ARTICLE 2: The one below is an international (interplanetary?) story about the Juno probe to Jupiter.
I don't want to read too much into these stories, but I can't help thinking they symbolize two ends of the continuum of human development: Short term thinking at one end and long term thinking at the other end.
One article tells us about childlike, instant gratification. That's acknowledged in the article:
"'Any little kid's dream is to roll a rock down a hill. This is times 10,' said Arnie's son, Dustin Hrncir."And there's even some science in the video (at the online link above) when one person comments, "Gravity always wins."
And they say they drain the fluids before and clean up the mess after.
The other tells us about humans who have to do an amazing amount of calculation, planning, and then have to wait five years to see whether their launch was successful. People who think this patiently and carefully, make possible the cars launched over the cliff at Glacier View.
One group takes pleasure in solving incredibly complex puzzles to increase humankind's understanding of the universe, the other takes pleasure in fairly simple problems like launching cars over the cliff.
How we think is invisible to others, and often to ourselves. We see the outcomes maybe, but not the thoughts. We might know one man shot another, but we can't know if it was intended or not.

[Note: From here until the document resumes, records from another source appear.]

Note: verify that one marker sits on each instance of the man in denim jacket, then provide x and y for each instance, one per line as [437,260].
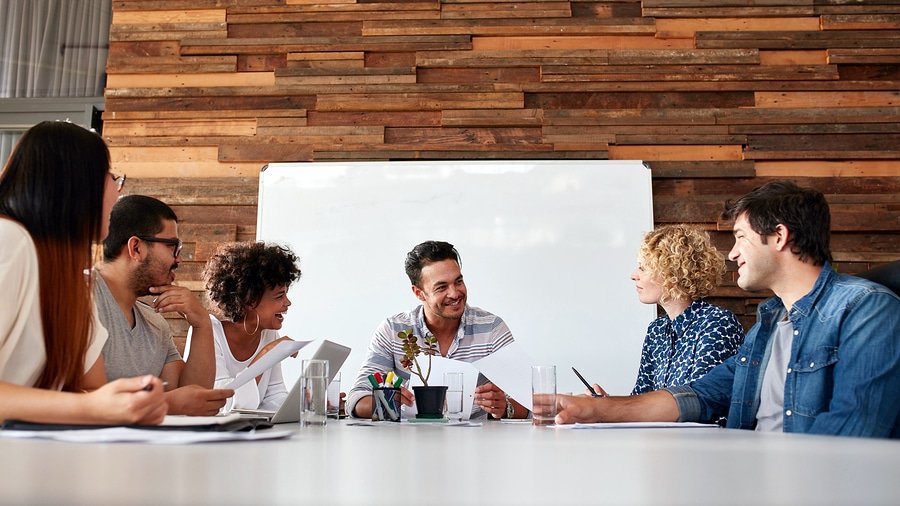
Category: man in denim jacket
[824,354]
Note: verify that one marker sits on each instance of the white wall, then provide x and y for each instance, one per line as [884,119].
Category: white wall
[547,245]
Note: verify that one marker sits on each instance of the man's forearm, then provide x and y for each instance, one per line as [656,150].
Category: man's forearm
[658,406]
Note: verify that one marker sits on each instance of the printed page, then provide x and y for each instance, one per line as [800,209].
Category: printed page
[280,352]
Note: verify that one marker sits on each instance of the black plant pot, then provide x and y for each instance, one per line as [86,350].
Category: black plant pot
[430,401]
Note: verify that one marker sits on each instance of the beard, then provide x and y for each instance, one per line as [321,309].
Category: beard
[145,276]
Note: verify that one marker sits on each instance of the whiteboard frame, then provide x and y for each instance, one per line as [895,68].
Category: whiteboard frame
[548,245]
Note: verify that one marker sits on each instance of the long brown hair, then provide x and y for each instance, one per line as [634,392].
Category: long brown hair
[53,185]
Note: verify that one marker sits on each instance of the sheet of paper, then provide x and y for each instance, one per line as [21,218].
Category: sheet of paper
[129,435]
[640,425]
[510,369]
[280,352]
[439,366]
[187,421]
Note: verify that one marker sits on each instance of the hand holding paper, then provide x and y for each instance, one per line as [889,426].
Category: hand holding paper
[281,351]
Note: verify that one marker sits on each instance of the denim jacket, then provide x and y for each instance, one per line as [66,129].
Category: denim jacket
[843,376]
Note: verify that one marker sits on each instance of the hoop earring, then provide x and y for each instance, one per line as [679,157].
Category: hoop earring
[244,324]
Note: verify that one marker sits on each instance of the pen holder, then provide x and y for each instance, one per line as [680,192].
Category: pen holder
[386,405]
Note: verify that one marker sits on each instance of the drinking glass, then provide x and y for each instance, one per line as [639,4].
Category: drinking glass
[314,393]
[543,393]
[454,382]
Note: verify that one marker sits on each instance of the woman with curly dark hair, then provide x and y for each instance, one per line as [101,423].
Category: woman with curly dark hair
[248,282]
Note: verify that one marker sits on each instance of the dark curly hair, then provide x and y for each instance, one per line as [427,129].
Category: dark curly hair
[238,274]
[804,211]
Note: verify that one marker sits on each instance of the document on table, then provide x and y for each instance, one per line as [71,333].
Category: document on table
[131,435]
[510,369]
[280,352]
[640,425]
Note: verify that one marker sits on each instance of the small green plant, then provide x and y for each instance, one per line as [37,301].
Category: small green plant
[411,350]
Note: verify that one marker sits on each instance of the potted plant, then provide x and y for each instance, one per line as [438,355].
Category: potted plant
[429,399]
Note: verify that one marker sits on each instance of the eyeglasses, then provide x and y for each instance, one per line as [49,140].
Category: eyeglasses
[164,240]
[119,180]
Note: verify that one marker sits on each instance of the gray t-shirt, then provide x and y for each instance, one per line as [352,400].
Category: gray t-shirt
[770,416]
[130,352]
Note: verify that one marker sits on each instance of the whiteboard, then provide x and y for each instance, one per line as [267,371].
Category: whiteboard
[549,246]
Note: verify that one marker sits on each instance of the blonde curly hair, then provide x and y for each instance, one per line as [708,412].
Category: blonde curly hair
[682,260]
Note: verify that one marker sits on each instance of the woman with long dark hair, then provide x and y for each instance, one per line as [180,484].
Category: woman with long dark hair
[56,193]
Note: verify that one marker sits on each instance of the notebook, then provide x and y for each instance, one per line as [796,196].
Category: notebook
[289,411]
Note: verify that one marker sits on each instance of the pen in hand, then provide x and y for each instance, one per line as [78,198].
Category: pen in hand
[590,388]
[149,386]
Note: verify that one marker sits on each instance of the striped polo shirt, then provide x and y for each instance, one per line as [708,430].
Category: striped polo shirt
[480,333]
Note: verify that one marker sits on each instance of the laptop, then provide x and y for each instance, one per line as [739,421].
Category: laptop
[289,411]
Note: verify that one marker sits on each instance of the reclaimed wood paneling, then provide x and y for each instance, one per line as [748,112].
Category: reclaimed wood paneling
[718,96]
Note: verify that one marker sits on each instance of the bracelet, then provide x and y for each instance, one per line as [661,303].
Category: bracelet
[510,410]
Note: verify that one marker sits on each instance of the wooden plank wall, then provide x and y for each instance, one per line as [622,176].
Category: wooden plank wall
[718,96]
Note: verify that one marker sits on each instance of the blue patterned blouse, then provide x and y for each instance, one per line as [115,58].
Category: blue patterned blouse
[682,350]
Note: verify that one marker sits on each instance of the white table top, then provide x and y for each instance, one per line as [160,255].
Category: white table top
[497,463]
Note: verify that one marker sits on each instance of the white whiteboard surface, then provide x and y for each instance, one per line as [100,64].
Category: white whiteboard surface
[547,245]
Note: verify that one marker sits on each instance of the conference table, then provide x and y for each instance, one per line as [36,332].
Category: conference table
[495,463]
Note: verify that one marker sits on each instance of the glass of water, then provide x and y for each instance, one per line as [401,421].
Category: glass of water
[314,393]
[334,397]
[543,390]
[454,382]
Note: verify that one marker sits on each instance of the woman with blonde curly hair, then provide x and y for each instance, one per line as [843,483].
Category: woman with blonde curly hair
[677,267]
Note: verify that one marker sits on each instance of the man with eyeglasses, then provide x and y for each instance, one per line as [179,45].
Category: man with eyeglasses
[140,256]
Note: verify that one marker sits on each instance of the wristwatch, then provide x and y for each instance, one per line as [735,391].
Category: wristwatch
[510,411]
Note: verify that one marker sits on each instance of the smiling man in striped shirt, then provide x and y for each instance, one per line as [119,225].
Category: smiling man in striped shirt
[463,332]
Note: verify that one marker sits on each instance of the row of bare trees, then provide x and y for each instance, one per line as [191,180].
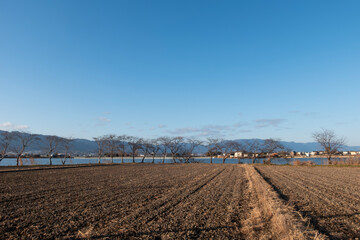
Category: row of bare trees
[19,142]
[179,148]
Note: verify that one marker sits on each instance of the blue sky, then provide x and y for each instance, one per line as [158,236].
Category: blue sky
[234,69]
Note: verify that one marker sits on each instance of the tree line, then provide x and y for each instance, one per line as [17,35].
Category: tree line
[179,149]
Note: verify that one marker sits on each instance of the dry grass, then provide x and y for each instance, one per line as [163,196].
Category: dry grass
[355,160]
[300,163]
[270,218]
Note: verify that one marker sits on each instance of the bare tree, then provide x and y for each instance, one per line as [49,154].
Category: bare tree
[111,142]
[186,151]
[270,148]
[253,147]
[52,143]
[165,142]
[238,147]
[101,143]
[174,146]
[25,140]
[134,146]
[122,142]
[66,144]
[145,146]
[154,148]
[329,142]
[212,147]
[6,139]
[226,148]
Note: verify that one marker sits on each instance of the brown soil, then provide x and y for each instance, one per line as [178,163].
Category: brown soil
[142,201]
[329,196]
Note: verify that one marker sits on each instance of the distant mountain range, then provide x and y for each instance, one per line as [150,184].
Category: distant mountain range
[84,146]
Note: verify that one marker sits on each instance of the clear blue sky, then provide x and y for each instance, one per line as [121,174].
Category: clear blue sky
[236,69]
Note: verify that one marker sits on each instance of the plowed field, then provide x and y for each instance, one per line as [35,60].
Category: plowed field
[329,196]
[145,201]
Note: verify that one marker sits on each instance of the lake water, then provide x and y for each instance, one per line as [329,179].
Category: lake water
[57,161]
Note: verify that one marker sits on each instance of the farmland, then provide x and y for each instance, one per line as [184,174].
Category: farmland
[177,201]
[329,196]
[140,201]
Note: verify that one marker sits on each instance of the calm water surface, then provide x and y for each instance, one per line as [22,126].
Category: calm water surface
[57,161]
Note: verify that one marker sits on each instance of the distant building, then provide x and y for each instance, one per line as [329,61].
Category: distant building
[238,154]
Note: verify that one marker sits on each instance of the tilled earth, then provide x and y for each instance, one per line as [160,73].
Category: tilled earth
[329,196]
[145,201]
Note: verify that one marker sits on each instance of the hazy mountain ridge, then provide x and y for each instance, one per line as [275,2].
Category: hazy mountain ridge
[85,146]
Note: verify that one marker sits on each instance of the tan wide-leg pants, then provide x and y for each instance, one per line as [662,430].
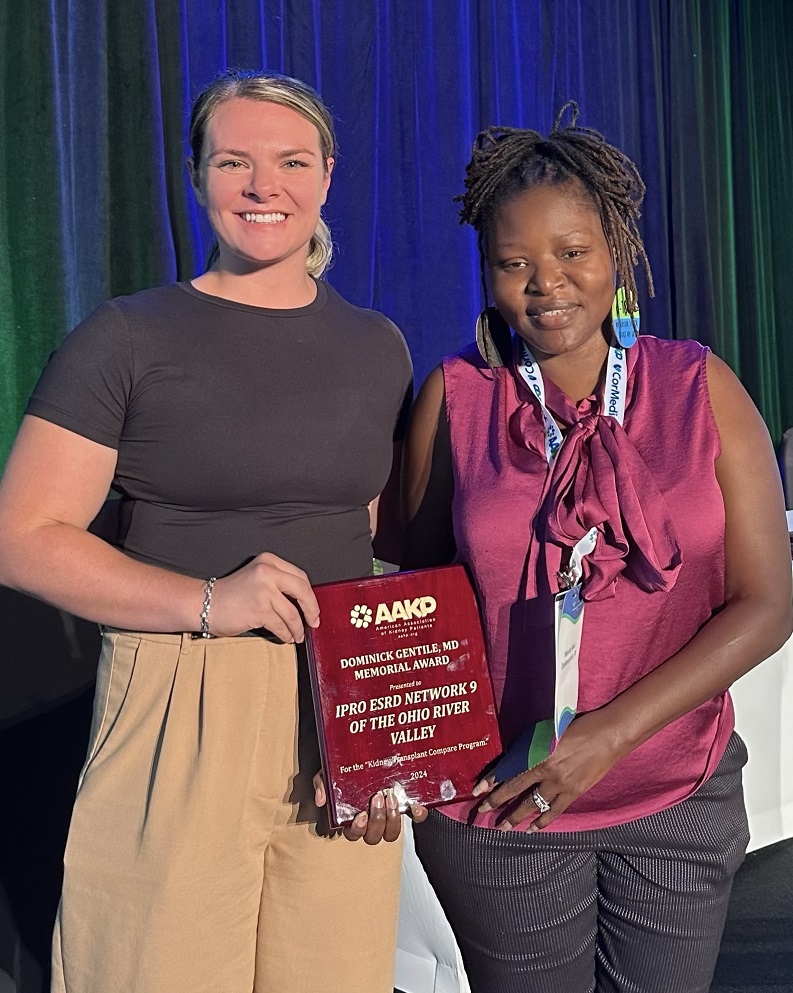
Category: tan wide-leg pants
[194,861]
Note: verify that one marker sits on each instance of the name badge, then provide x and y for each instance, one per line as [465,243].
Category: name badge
[569,623]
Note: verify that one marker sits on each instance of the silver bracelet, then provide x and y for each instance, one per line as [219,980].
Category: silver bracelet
[205,609]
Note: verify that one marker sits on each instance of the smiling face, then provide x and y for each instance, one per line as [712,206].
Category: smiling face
[551,270]
[262,180]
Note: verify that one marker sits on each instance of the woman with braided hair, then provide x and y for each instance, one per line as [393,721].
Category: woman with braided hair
[562,453]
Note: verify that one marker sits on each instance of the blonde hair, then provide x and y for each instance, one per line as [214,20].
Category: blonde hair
[270,87]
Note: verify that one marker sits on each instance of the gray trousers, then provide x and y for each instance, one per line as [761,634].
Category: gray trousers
[637,908]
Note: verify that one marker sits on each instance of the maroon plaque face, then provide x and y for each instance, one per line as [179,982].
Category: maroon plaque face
[402,690]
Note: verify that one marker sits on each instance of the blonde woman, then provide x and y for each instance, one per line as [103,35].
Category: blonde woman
[247,419]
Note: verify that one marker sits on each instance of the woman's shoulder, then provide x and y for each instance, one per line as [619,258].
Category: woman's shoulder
[679,350]
[363,326]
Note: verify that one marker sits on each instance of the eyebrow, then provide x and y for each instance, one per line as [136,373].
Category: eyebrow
[287,153]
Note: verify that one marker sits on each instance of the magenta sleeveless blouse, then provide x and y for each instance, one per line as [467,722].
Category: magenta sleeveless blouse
[656,576]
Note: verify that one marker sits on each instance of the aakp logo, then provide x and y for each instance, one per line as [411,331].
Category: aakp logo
[360,616]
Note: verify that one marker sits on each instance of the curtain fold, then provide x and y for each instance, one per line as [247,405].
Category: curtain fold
[95,199]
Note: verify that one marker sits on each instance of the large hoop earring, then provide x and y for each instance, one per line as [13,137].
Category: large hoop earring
[493,337]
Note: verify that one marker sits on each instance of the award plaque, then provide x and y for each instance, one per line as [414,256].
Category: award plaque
[401,689]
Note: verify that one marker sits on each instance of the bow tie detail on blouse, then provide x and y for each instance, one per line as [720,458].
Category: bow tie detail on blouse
[599,479]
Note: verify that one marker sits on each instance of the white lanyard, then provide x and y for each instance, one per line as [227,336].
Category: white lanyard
[614,393]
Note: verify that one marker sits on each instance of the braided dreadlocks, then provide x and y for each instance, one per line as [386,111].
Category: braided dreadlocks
[507,161]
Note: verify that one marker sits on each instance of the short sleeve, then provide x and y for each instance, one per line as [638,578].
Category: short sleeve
[87,383]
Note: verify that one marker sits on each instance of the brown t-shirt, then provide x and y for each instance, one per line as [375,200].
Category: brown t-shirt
[239,429]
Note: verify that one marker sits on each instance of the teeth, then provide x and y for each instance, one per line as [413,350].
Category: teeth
[263,218]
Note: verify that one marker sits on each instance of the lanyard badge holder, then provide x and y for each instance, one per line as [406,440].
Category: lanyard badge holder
[568,626]
[538,740]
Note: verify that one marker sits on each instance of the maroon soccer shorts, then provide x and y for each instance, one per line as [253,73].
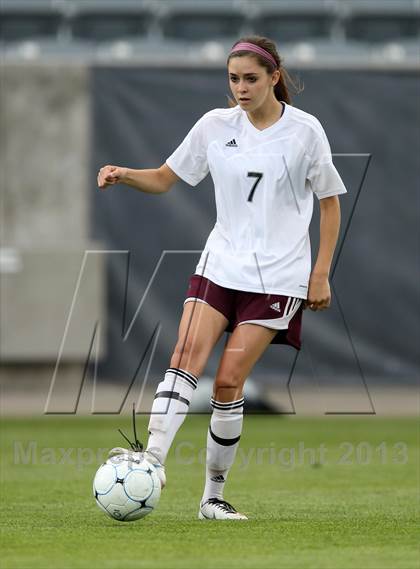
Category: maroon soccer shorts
[275,311]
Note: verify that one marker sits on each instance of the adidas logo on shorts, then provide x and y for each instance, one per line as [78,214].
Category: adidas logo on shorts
[218,478]
[276,306]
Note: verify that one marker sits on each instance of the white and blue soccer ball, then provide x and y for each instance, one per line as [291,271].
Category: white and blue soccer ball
[127,487]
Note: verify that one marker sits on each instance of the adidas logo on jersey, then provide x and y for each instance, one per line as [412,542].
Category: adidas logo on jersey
[218,478]
[276,306]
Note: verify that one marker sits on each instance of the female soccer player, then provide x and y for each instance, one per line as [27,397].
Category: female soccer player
[267,159]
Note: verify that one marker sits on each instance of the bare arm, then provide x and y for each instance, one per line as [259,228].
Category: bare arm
[319,294]
[151,181]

Over the years, I've discovered that people assume everyone 'thinks' the same way, but there are lots of factors to consider when it comes to thinking and people combine those factors differently.
One of the big differences in this case is between short-term and long-term thinking. Probably not too many people in the world today do the kind of long term-thinking folks at NASA do. But any organizations that deal with long term projects - like expanding the Panama Canal, building a pipeline, inventing a self-driving car - have to think long term.
When I think, for example, of Putin's engagement in Syria, I know that Russians play chess a lot more than Americans. Good chess players think long term - three or more moves ahead. I'm sure that the Brexit vote is an intended consequence of Putin's intervention in Syria. Move 1: force people to flee. Move 2: they have few places to go but Europe Move 3) Europeans feel invaded by different cultures Move 4: Some EU countries, chafing under the EU regulations about refugees, start to look for a way out. Move 5: An internally fractured Europe can't agree on how to deal with Russian aggression on former Soviet countries. Move 6: Russia can do what it wants with little opposition from Europe. Putin didn't necessarily anticipate Brexit, but something like it.
When George W. Bush intervened in Iraq, I'm not sure he had even thought out his initial move all that carefully. The media and Democrats can say what they want about Trump's comments on Saddam Hussein, but it's clear that he kept Iran and internal terrorism in check. I don't think Bush thought through what would happen when that check on Iran and internal Iraqi dissent was removed. I'm not endorsing Hussein's methods at all. His rule was brutal, tyrannical, and cruel. Not anything an American presidential candidate should laud. However, a chess player would never have invaded Iraq without anticipating the aftermath of Hussein's fall.
I think a lot of Trump supporters are getting instant gratification through Trump's expressions of their anger and prejudices. A lot of short term thinking. Like the people who voted for Brexit, I think the people supporting Trump would quickly find their lives worse off rather than better. Because they haven't thought out what the next moves will be.
In an Alaskan aside, I heard officials in the Matsu Borough this morning upset by the magnitude of the cuts caused by the Governor's line item vetoes. I have to say that their representatives and senators have been among the loudest calling for no new revenues and greater cuts in spending. They seem to be getting what they were asking for. (I'd note the one Republican conservative representing Matsu who has been more reasonable on these issues - Colver - is the target of the Republican party's wrath.)
Generalizations are always tricky
But let's be thoughtful about both groups. Making assumptions about people based on one act in their lives, often leads to miscalculations. I'm guessing the NASA folks can do incredibly childish things when they're unwinding and having fun. And I'm guessing that the Glacier View folks have a lot of talents that aren't obvious in this video and story. Many probably didn't have the kind of family lives that would launch them into good colleges that would enable them to develop their innate abilities to the fullest.
And, assuming they really do clean up all the mess as they claim, off their own property, what is the harm? It does look like fun.